An Australian premiere in Fremantle for the 2019 Fremantle Biennale, Studio Roosegaarde presented a large-scale light installation, Waterlicht, illustrating the universal power and poetry of water. Cascading waves of blue light soared in the middle of Esplanade Park, simulating a virtual flood and calling attention to rising water levels along Fremantle’s shoreline. The work embraced the unique physical features of the site while acknowledging its past. A soundscape accompanied the work, including local stories about Fremantle’s waterfront with contributions from traditional custodians, prominent civic figures, historians, artists and community members. These stories live on as an enduring legacy of the work’s appearance in Fremantle, and serve as a stirring call-to-action for a city-wide conversation around clean water initiatives and climate change.

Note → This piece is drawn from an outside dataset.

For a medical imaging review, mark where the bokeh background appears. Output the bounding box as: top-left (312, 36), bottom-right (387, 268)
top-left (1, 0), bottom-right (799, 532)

Presented for UNDERCURRENT 2019.
About the
artist
Studio Roosegaarde
Dutch artist and innovator Daan Roosegaarde (b 1979) is a creative thinker and maker of social designs which explore the relation between people, technology and space, and is best known for creating landscapes of the future. He founded Studio Roosegaarde in 2007, where he works with his team of designers and engineers towards a better future. Roosegaarde is a Young Global Leader at the World Economic Forum and was featured by Forbes and Good 100 as a creative change maker. Internationally acclaimed works include ‘Smog Free Project’ (the largest outdoor air purifier which turns smog into jewellery), ‘Smart Highway’ (roads that charge throughout the day and glow at night) and the recent, ‘Space Waste Lab’ (visualising and upcycling waste). Roosegaarde’s mantra ‘Schoonheid’ is a Dutch word which has two meanings: ‘beauty’ and ‘clean’, as in clean air, energy and water. For Roosegaarde this should be a fundamental condition in daily life. Studio Roosegaarde has vast experience in public space commissions for the cities of Rotterdam, Beijing, Paris, Eindhoven and Stockholm. Roosegaarde has exhibited at the Rijksmuseum Amsterdam, Stedelijk Museum Amsterdam, Design Museum in London, Tate Modern, the Mori Art Museum in Tokyo, the Musee des Arts Decoratifs in Paris, Google Zeitgeist, and the Victoria & Albert Museum.